Herb Spotlight: Blue Lotus and Its History

If you've looked at Egyptian art, you've seen blue lotus. It's the flower being held to the nose in tomb paintings, carved around the necks of columns, laid across the chest of the dead. Nymphaea caerulea — a water lily rather than a true lotus, which is one of those naming accidents that never got corrected.

Where it comes from

It grew along the Nile, and the Egyptians paid it an enormous amount of attention. It opens in the morning and closes at dusk, sinking back beneath the water — which, for a culture organised around a sun that died every evening and returned every dawn, was not a small detail. The flower became bound up with the sun's daily return and with rebirth generally.

Tutankhamun was buried with them. Scattered over the body, still identifiable when the tomb was opened three thousand years later.

It shows up steeped in wine at banquets, held and inhaled in ceremony, and rendered in art so consistently that it's one of the most reproduced plants in the ancient world.

What it isn't

Blue lotus has attracted a certain amount of breathless writing lately. We'd rather be plain: we sell it because of what it contributes to a cup and because of that long history, and we're not going to tell you what it will do to you. It's a flower in a tea. Enjoy it as one.

What it's like to drink

Delicate. More floral than you expect from something with such a heavy reputation — soft, faintly sweet, slightly earthy underneath.

The colour is the theatre. Steeped alone it gives a pale gold-green rather than blue, which surprises people. The dramatic blue you've seen in photographs usually comes from butterfly pea flower alongside it — which is exactly what we do in The Dreamer, where the two together produce a deep, shifting indigo that gets darker the longer you leave it.

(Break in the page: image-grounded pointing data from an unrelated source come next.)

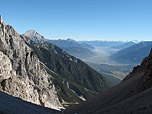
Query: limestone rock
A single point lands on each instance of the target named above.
(21, 73)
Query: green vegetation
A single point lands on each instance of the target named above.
(72, 77)
(113, 73)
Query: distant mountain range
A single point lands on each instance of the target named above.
(103, 43)
(74, 48)
(133, 54)
(43, 73)
(125, 45)
(132, 96)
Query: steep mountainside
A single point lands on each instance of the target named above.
(133, 54)
(73, 83)
(21, 73)
(133, 95)
(74, 48)
(42, 73)
(13, 105)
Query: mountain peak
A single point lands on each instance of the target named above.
(35, 36)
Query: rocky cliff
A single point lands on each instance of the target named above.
(21, 73)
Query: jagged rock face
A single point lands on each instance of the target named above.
(35, 36)
(144, 68)
(21, 73)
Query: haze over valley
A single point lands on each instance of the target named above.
(76, 57)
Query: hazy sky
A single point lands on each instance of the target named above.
(81, 19)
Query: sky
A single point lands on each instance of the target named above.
(81, 19)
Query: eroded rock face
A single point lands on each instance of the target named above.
(35, 36)
(21, 73)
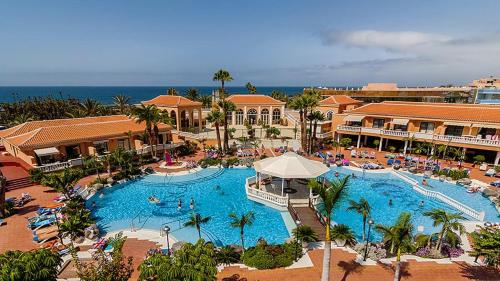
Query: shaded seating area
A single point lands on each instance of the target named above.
(288, 174)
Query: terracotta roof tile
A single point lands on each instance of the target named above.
(74, 133)
(338, 100)
(254, 99)
(171, 101)
(440, 111)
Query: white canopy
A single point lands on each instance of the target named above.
(46, 151)
(290, 166)
(354, 118)
(400, 121)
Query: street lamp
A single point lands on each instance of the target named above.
(167, 230)
(370, 223)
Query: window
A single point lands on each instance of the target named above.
(264, 115)
(427, 127)
(101, 147)
(276, 116)
(454, 130)
(239, 117)
(252, 116)
(378, 123)
(329, 115)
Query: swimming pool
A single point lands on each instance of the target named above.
(379, 188)
(123, 203)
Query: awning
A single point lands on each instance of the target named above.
(354, 118)
(457, 124)
(489, 126)
(400, 121)
(46, 151)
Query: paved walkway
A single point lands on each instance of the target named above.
(343, 267)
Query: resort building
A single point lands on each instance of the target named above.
(256, 109)
(185, 113)
(56, 144)
(378, 92)
(473, 128)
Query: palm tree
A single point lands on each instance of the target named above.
(122, 102)
(222, 76)
(197, 220)
(192, 94)
(449, 221)
(216, 117)
(398, 238)
(146, 114)
(330, 195)
(316, 116)
(363, 208)
(251, 88)
(171, 92)
(226, 107)
(240, 222)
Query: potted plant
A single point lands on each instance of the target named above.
(342, 235)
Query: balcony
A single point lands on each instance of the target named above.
(419, 136)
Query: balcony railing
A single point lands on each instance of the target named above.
(420, 135)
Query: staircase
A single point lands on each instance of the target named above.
(19, 183)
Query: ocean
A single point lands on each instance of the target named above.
(105, 94)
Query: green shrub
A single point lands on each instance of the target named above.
(259, 258)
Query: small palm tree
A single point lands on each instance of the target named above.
(304, 233)
(240, 222)
(363, 208)
(398, 238)
(449, 221)
(330, 195)
(216, 117)
(197, 220)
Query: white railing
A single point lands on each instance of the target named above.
(449, 201)
(349, 128)
(403, 134)
(279, 200)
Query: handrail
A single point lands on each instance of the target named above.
(435, 194)
(279, 200)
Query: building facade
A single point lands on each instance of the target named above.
(473, 128)
(47, 142)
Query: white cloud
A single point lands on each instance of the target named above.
(391, 40)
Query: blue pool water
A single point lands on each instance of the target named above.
(122, 203)
(379, 188)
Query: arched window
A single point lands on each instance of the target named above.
(264, 115)
(276, 116)
(174, 117)
(329, 115)
(239, 117)
(252, 116)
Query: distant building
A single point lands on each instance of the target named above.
(473, 128)
(378, 92)
(486, 90)
(56, 144)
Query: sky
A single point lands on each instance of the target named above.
(268, 43)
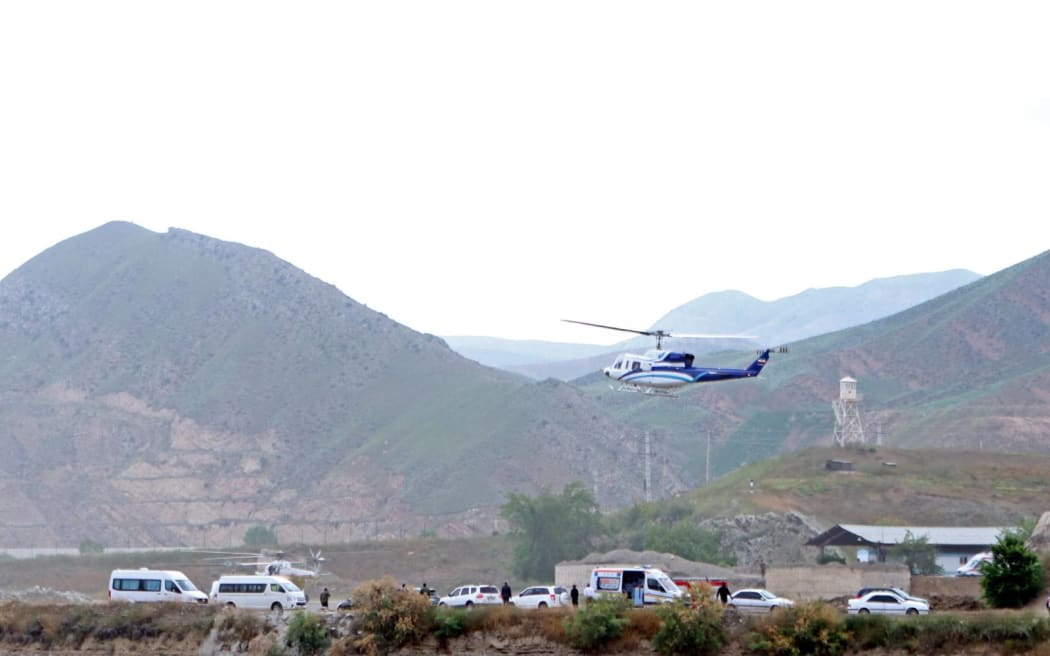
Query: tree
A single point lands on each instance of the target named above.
(1014, 574)
(260, 536)
(918, 554)
(551, 528)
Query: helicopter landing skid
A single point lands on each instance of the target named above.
(651, 392)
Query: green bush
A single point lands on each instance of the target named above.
(447, 623)
(259, 535)
(686, 630)
(389, 616)
(239, 628)
(813, 629)
(1013, 576)
(597, 623)
(308, 634)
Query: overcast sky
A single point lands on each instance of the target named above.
(489, 168)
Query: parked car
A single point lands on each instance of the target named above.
(541, 596)
(885, 602)
(756, 600)
(468, 596)
(897, 591)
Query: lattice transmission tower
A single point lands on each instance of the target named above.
(847, 425)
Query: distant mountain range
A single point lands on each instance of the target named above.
(968, 369)
(782, 321)
(175, 389)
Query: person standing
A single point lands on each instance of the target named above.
(722, 593)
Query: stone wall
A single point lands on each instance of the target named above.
(826, 582)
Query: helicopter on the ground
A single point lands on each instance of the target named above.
(273, 563)
(658, 372)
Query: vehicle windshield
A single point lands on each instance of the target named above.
(669, 586)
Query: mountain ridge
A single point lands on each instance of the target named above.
(781, 321)
(198, 386)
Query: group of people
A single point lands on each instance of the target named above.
(506, 593)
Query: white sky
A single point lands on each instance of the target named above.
(489, 168)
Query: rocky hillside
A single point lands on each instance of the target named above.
(969, 369)
(174, 389)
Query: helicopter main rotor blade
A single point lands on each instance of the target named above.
(613, 328)
(707, 336)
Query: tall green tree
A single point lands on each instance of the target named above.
(1014, 574)
(550, 528)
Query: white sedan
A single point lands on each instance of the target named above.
(541, 596)
(885, 602)
(756, 600)
(468, 596)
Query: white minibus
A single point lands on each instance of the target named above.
(257, 591)
(653, 585)
(147, 585)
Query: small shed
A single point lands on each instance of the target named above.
(954, 545)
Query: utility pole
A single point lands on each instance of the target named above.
(707, 472)
(648, 481)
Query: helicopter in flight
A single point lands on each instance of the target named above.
(658, 372)
(274, 563)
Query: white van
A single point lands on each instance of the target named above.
(147, 585)
(657, 587)
(257, 591)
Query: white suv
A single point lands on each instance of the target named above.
(467, 596)
(541, 596)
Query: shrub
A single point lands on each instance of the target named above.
(807, 629)
(389, 616)
(600, 622)
(447, 623)
(259, 535)
(695, 630)
(238, 628)
(1013, 576)
(308, 634)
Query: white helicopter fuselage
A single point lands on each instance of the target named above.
(660, 369)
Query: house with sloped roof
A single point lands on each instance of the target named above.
(872, 544)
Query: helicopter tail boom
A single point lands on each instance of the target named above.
(762, 358)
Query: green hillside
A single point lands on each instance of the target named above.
(969, 369)
(182, 388)
(889, 486)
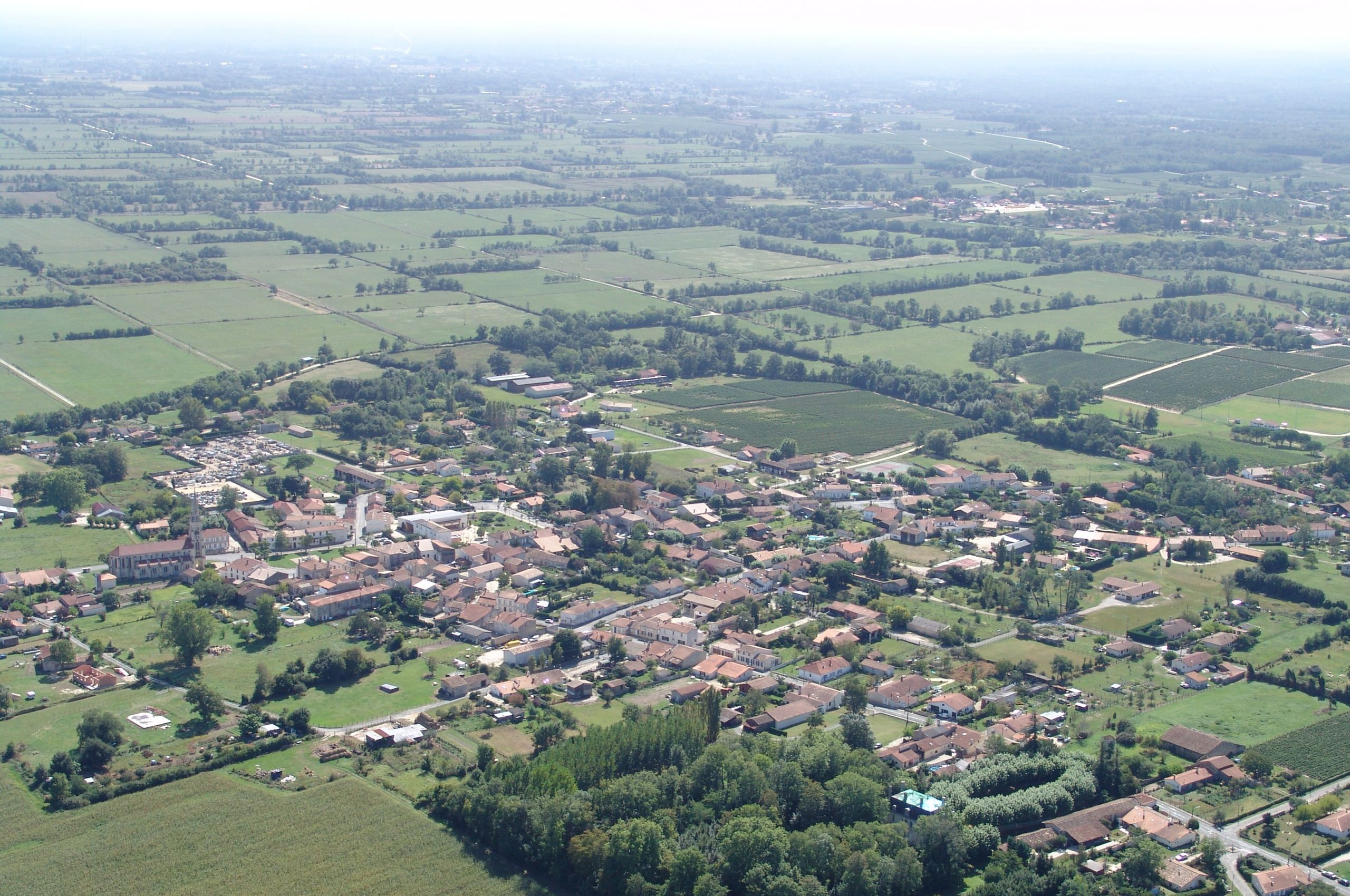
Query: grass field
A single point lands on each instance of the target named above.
(45, 541)
(941, 348)
(739, 392)
(53, 729)
(95, 372)
(37, 324)
(244, 343)
(1066, 466)
(1248, 454)
(195, 303)
(11, 466)
(1248, 408)
(20, 396)
(852, 422)
(136, 628)
(1247, 713)
(198, 830)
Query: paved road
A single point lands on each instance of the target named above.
(1229, 836)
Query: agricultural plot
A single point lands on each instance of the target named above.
(905, 270)
(199, 827)
(20, 396)
(1064, 466)
(1313, 391)
(95, 372)
(1071, 367)
(69, 242)
(1247, 452)
(1308, 363)
(941, 348)
(342, 370)
(1101, 324)
(1247, 713)
(41, 324)
(1160, 350)
(739, 392)
(45, 541)
(194, 303)
(437, 324)
(247, 342)
(1202, 382)
(1102, 285)
(1247, 408)
(852, 422)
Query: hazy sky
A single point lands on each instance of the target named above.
(1194, 27)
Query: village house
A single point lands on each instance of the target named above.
(457, 686)
(1124, 648)
(900, 694)
(1197, 745)
(825, 670)
(1280, 882)
(949, 706)
(1192, 661)
(1337, 825)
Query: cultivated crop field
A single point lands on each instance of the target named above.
(1318, 751)
(1203, 382)
(852, 422)
(1294, 361)
(1071, 367)
(1313, 392)
(1159, 350)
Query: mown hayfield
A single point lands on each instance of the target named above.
(247, 342)
(1102, 285)
(941, 348)
(1071, 367)
(437, 324)
(21, 397)
(219, 834)
(1158, 350)
(53, 729)
(1247, 408)
(1247, 452)
(740, 392)
(1064, 466)
(854, 422)
(71, 242)
(907, 270)
(194, 303)
(37, 324)
(1203, 382)
(1247, 713)
(93, 372)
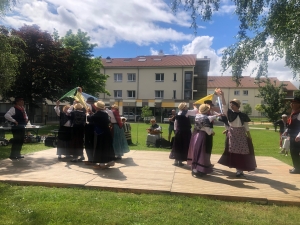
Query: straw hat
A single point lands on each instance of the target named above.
(115, 106)
(99, 105)
(238, 102)
(204, 108)
(78, 106)
(182, 105)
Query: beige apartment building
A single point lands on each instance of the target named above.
(246, 92)
(159, 81)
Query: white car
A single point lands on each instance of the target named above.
(131, 116)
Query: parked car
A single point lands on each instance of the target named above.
(131, 116)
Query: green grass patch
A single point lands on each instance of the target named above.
(41, 205)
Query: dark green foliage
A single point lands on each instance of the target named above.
(274, 104)
(85, 70)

It rewards a longer steep. Eight, ten minutes is not too much.

Where we use it

In The Dreamer, our night blend, alongside chamomile, lavender, passionflower and butterfly pea. In Dream Drops, our evening tincture. And loose, on its own, in The Flower Ritual Set — for blending your own.

Buying it

Quality varies enormously. You want whole or near-whole flowers with visible structure, a soft violet-blue colour, and a real floral smell when you open the bag. Brown, crumbled, dusty material with no aroma has been sitting somewhere warm and bright for a long time, and will taste of nothing.

It's a flower that was worth painting on a tomb wall. It's worth buying properly.


Pregnant or breastfeeding, taking medication, or managing a health condition? Speak to your GP or a qualified herbalist before drinking herbal teas.